LAWS(P&H)-1988-1-130

ANAND SARUP Vs. STATE OF PUNJAB

Decided On January 12, 1988
ANAND SARUP Appellant
V/S
STATE OF PUNJAB Respondents

JUDGEMENT

(1.) This judgment will dispose of C.W.Ps Nos 1962 and 2148 of 1985 filed by the land owners, and 2895 and 2896 of 1985 filed by the Improvement Trust, Sangrur. All these Writ petitions are directed against the award dated 24.12.1984 made by the President, Tribunal, Improvement Trust, Sangrur (for short, the Tribunal'). While the former petitions have been filed by the land owners. The latter have been instituted by the Sangrur Improvement Trust, Sangrur (for short 'the Trust').

(2.) Land measuring 9.81 acres outside Patiala gate within the municipal limits of Sangrur was acquired for implementation of development scheme known as "Commercial-cum-Residential Scheme" which was published on 28.1.1978 by a notice under Section 36 of the Punjab Town Improvement Act, 1922 (for short 'the Act'). The Collector made his award dated 10.9.1979 determining the market value of the acquired land at Rs. 53,000/- per acre. The land owners being not satisfied with the same applied for references to the Tribunal under Sections 54 of the Act, which have been decided by the learned Tribunal through the impugned award Annexure P.2. It has determined the market value of the acquired land at Rs. 96,000/- per acre. The land-owners as well as the Trust are aggrieved against the market value so determined and that is why they have filed the present writ petitions.

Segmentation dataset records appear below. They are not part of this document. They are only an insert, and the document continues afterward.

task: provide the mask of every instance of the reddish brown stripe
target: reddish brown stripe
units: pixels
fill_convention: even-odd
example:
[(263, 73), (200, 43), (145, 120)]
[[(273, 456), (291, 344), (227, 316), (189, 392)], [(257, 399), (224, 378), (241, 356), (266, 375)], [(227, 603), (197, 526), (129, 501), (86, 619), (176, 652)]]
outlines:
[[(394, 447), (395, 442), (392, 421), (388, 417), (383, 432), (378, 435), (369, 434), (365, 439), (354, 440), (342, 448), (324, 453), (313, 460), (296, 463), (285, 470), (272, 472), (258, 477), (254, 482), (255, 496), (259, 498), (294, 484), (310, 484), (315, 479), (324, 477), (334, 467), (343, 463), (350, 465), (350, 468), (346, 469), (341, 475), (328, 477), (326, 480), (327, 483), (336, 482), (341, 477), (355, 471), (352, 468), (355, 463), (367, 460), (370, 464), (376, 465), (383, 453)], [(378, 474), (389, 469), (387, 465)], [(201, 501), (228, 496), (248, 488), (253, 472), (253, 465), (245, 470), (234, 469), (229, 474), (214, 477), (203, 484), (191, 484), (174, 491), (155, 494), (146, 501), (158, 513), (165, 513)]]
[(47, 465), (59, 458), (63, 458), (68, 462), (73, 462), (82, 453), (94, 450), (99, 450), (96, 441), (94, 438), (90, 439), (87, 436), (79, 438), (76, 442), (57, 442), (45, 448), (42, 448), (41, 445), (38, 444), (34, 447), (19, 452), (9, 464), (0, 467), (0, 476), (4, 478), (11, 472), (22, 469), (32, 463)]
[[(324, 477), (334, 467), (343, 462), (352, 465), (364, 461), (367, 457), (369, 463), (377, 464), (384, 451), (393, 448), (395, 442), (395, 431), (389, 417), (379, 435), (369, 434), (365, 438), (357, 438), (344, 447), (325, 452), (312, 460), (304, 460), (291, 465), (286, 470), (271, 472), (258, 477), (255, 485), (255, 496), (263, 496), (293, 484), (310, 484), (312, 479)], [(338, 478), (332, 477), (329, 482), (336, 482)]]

(3.) I have heard the learned counsel for the parties. The first submission made by the learned counsel for the land owners is that mutations of sale Exs. R.2, R.3, R.4 and R.7 adduced in evidenced the trust were inadmissible as they do not constitute evidence of sale consideration paid in respect of the sales which are represented by these mutations. In support of this submission, he relies on The State of Punjab v. Pohu and another, 1985 PunLJ 583. It has been authoritatively held therein by Full Bench of this Court that mutation of a sale is neither primary nor secondary evidence of terms conditions of sale. It is, therefore, not admissible apart from the factum of sale to prove any of the terms and conditions of the contract including the sale consideration. This consitention of the learned counsel for the landowners is unassailable and could not be resisted by the learned counsel for the Trust. I, therefore, hold that these mutations being inadmissible in evidence, the learned Tribunal fell in error in taking the same into consideration for determining the market value of the acquired land.